Starring Zach Woods, Parker Posey, Jane Lynch,
Michael Hitchcock, Fred Willard, Tom Bennett and Christopher Guest
Written by Christopher Guest & Jim Piddock
Directed by Christopher Guest
The release of the Netflix Orginal film Mascots has been eagerly awaited by fans of comedy giant Christopher Guest, who have been hoping for another classic in the tradition of Waiting For Huffman or Best In Show. The bad news is it's nowhere near that good. The good news is it still provides some solid laughs, at least until it largely runs out of steam in the second half.
Like Guest's earlier films, Mascots is a mockumentary which tells the story of a little world of its own, in this case the world of college and professional mascots. The mascots are gathering for the world mascot competition, and as usual we're introduced to a cast of quirky characters gathered together to pursue a dream, building toward a climactic show. And that's part of the problem: Mascots is rigidly formulaic, and the nearly 20 year old formula has worn a bit thin.
Another problem is that Guest's films have alays relied on his top-notch cast of recurring players, and too few of them have returned for the latest go-round, with Eugene Levy, Catherine O'Hara and Michael McKean missing entirely, and sadly none of the longtime ensemble members who do appear really hit the mark, either due to under use (Bob Balaban, John Michael Higgins) or their same old shtick becoming tired (Parker Posey). This is particularly disappointing in the case of Fred Willard and Guest himself. Willard was a highlight in the earlier films, managing to steal Best In Show, but here he only gets a couple of small laughs as mascot coach Greg Gammons, who dispenses bad advice to some of the contestants. And Guest's brief return as Waiting For Guffman's Corky St. Clair (who has become something of a patron saint in the world of community theatre) is a huge moment for fans, but one which is remarkably short on laughs for being such a legendary and iconic character. The only standbys who really work here are Michael Hitchcock and Don Lake, this time as the producer and sponsor of the event, respectively.
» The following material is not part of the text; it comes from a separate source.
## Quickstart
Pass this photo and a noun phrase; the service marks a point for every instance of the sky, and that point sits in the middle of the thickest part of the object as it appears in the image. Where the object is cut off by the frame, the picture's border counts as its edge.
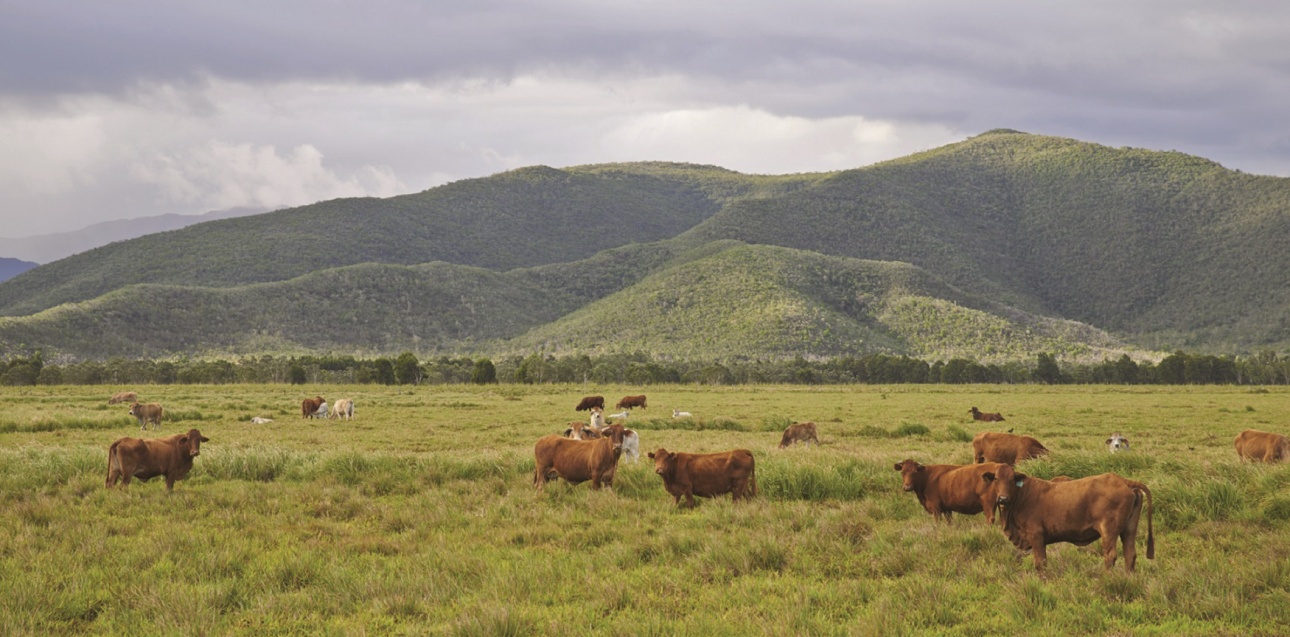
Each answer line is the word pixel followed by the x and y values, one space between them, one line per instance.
pixel 127 108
The new cast members are a mixed bag: Zach Woods (who appeared as weasally Gabe Lewis in the later seasons of the American version of The Office) fits very well into Guest's world, and provides solid laughs early on, but eventually his character Mike Murray and his wife Mindy (Sarah Baker) become so nasty and unlikable that it's no fun to watch them. Faring much better are Tom Bennett and co-writer Jim Piddock as Owen Golly Jr and Sr, who both have held the mantle of British mascot Sid the Hedgehog. Bennett and Piddock are not only two of the more consistently funny characters, they also provide the film with its only real dose of heart and are the characters we root for, bringing the film back on track in the climactic sequence after it's largely worn out it's welcome.
Mascots is seriously disappointing, but it's not terrible. The first half of the film is consistently pretty funny, if not uproariously so. But there comes a point when we realize we just don't care about most of the characters this time around, and that's largely because the film lacks the affection for them that Guest's earlier works had for the oddballs who populated them. As outrageous and cringe worthy as they were, somehow there was feeling that Guest and his ensemble loved them, and that kept things from feeling too mean-spirited. Unfortunately, that's mostly missing here, and at times the whole things feels off putting in its attitude. It's still a must see for Guest's fans, and does provide its small pleasures. But there are no songs to hum this time and we won't be quoting the dialogue for years to come like we do with Guest's classics.